Robert Shelton's most enduring claim to fame was that he launched the career of a then-unknown twenty-year-old folk singer named Bob Dylan. Dylan was performing at Gerde's Folk City in Greenwich Village the ne-plus-ultra of New York City folk venues opening for a bluegrass act called the Greenbriar Boys. Shelton's positive review brought intense critical attention to Dylan followed by a Columbia recording contract and a Peter Paul & Mary cover of Blowin' in the Wind.

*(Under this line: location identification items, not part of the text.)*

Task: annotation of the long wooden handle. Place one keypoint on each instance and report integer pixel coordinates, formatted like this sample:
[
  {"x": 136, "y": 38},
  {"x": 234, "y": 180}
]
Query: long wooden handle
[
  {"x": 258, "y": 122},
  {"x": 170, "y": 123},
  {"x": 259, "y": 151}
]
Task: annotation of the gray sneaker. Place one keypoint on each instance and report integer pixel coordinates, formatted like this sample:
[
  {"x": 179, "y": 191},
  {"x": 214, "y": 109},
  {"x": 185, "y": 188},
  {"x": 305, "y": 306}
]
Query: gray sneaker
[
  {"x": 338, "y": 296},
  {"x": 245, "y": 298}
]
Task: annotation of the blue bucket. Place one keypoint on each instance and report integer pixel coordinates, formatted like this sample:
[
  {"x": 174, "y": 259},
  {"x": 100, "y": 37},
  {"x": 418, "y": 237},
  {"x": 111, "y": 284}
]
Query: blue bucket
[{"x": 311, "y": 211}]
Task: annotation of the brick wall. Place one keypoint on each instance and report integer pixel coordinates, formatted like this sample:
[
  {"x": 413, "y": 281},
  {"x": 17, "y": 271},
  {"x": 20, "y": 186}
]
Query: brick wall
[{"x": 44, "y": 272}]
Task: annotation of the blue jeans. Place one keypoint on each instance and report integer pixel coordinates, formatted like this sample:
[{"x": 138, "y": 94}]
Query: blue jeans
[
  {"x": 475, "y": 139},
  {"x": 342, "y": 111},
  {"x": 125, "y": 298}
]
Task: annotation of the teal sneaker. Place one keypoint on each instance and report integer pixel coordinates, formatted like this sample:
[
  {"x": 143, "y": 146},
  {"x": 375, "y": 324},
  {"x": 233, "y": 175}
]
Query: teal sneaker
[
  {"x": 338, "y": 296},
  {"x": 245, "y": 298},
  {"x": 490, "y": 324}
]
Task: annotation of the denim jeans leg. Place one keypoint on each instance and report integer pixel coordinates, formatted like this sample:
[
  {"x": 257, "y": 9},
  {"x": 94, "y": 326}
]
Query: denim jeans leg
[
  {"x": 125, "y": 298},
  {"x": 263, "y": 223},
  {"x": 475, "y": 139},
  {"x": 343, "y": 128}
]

Shelton was born and raised in Chicago, Illinois, He served in US Army in France in 1944-45 and then attended the School of Journalism at Northwestern University. He moved to New York in the 1950s, joining the staff of the New York Times not long after. For a decade from 1958 to 1968, Shelton reviewed music in particular folk music, but also pop and country becoming a good friend of many of the artists and extending his influence beyond the pages of the Times. (His other work included writing the programs at the Newport Folk Festival.)
Shelton spent decades writing and rewriting his Dylan opus, "No Direction Home", published in 1986. Other books include "Electric Muse: The Story Of Folk Into Rock" and "The Face of Folk Music".
In 1982 Shelton moved to Brighton, England, where he wrote for a number of publications mostly about film up to the time of his death.